La prima volta non si scorda mai. Ma non stiamo parlando d'amore...
Mercoledì 30 gennaio, a Napoli, fortunatamente solo per alcune ore, gli autobus
non hanno potuto circolare perché la società che li gestisce non aveva
più gasolio nei serbatoi, né soldi per acquistarlo.
Solo un rapido fido bancario ha permesso di mettere una toppa e far ripartire i mezzi.
È la prima volta che accade in una grande città italiana ed europea. E
non è un incidente di percorso di quei “pasticcioni di napoletani”. È un
segnale anticipatore di un'epoca.
La ragione profonda, infatti,
risiede nelle politiche di taglio della spesa pubblica e di
privatizzazione dei servizi sociali, anche quelli essenziali. Paolo
Berdini, urbanista abituato a denunciare i guasti di simili scelte,
ricorda sinteticamente i passaggi di questa lucida follia che minaccia
direttamente la “civiltà urbana”. A far data dagli accordi di
Maastricht, all'inizio degli anni '90, parte l'offensiva contro “la mano
pubblica” nello spazio metropolitano, nell'istruzione, nella sanità,
nel welfare. A tutto questo dovrà pensare “il mercato” e si continua a
dirlo dopo 20 anni, nel mentre si sono andati riducendo drasticamente i
trasferimenti di bilancio a favore degli enti locali.
Giustamente si ricorda l'opera infame di Franco Bassanini, allora eroe
della “semplificazione” in salsa democratica (prima di Calderoli,
insomma), che tra le altre cose ha liberalizzato l'uso degli oneri di
urbanizzazione, fino ad allora vincolati al miglioramento delle qualità
urbana. Per i sindaci – perbene o permale che fossero – è scattata una
trappola che obbligava a concedere spazio edificabile alla speculazione
pur di “rimediare” un po' di fondi.
Di fronte alla paralisi, la
ricetta liberista prescrive altre “privatizzazioni e dismissioni del
patrimonio pubblico”, già ridotto quantitativamente ai minimi termini e pesantemente svalutato nella più generale caduta dei
prezzi sul mercato immobiliare. Di fronte a un corpo devastato dalla
droga, insomma, il medico pazzo prescrive un dosaggio maggiore della
stessa droga.
Il blocco del trasporto metropolitano a
Napoli segna il limite oltre cui la continua compressione dei servizi
pubblici si trasforma in paralisi della vita sociale e produttiva.
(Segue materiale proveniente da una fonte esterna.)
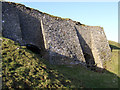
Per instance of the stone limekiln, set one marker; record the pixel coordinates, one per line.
(63, 41)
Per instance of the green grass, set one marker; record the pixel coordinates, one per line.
(24, 69)
(112, 65)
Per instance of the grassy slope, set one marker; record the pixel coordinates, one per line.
(26, 68)
(23, 69)
(112, 66)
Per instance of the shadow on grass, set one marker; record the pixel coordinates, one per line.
(83, 77)
(113, 47)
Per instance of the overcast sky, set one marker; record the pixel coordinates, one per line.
(104, 14)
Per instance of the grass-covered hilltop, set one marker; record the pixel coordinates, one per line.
(22, 68)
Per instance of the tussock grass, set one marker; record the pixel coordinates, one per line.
(24, 69)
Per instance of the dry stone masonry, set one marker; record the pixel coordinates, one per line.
(64, 41)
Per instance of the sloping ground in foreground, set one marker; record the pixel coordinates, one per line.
(24, 69)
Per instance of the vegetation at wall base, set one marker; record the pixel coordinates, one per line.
(22, 68)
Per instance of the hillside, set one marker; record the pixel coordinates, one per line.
(24, 69)
(112, 65)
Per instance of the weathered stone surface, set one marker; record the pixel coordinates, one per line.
(66, 41)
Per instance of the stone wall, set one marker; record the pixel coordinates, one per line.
(66, 41)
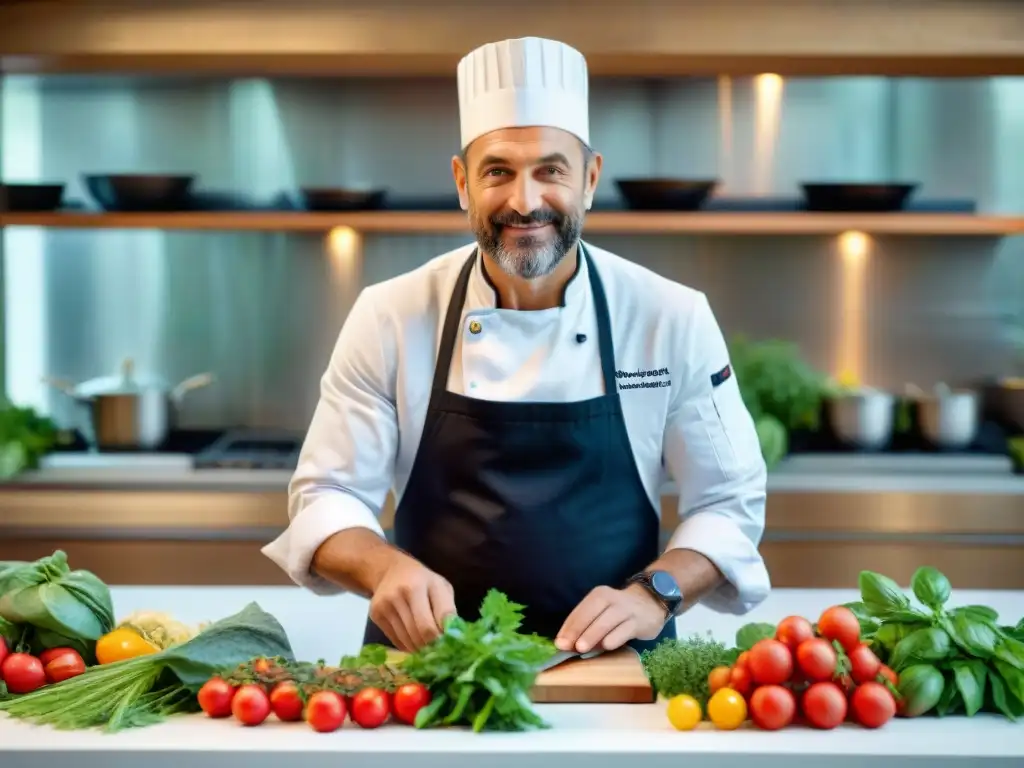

Nel campo dell'istruzione, per esempio, l'identica distruzione nelle
capacità riproduttive delle istituzioni scolastiche (dalla materna
all'università) ha bisogno di un ventennio per mostrarsi come degrado
effettivo. E comunque resta un margine “interpretativo” nella
quantificazione del danno.
Anche nella sanità gli effetti si
possono misurare solo sul lungo termine e con metodi statistici: tot
ricoveri, tot decessi, tot di riduzione delle aspettative di vita, ecc.
Ancora più nebulosi sono i confini oltre cui l'estirpazione del welfare
(dalle pensioni all'assistenza) può essere indicata come causa diretta
di un generale impoverimento nelle condizioni di vita.
Nel trasporto pubblico urbano, invece, il punto di tracollo – dopo
venti anni di “riduzione degli sprechi” – si presenta come immediato e
incontrovertibile. Paralizzante, in senso "tecnico". La città si ferma, e
con lei la produzione. Possiamo persino considerare ininfluenti, come
fanno Monti e gli altri appassionati della governance liberista, i
danni che l'improvviso blocco provoca alla “vivibilità metropolitana”. È
sufficiente quantificare i guasti in termini di prodotto interno lordo
per capire quanto la “politica dei tagli” diventi a un certo punto
auto-amputazione di parti sensibili.
Impossibile anche solo
pensare che la scomparsa del trasporto collettivo possa essere
compensata da un incremento vorticoso dei mezzi individuali. La
metropoli contemporanea, in Italia come altrove, non è stata costruita
per sopportare flussi di traffico ad libitum. La rete viaria è
pur sempre un sistema idraulico che “regge” fino a una determinata
pressione, poi cede. Soltanto chi ragiona in termini puramente
finanziari – quindi matematici, non fisici – poteva
immaginare che la funzionalità profonda del vivere metropolitano avrebbe
tollerato senza grandi problemi la torsione “privatistica”,
l'eliminazione di servizi "lubrificanti".
Il ricordo del
blackout di New York dovrebbe invece essere un incubo ancora vivo. Non
si passa impunemente da un certo grado di civiltà ad uno più arretrato,
da un meccanismo sociale che funziona in automatico – come un gigantesco
e rumoroso orologio – a un sistema universale in cui ci si deve
“arrangiare” per conto proprio. In ogni caso, non è indolore.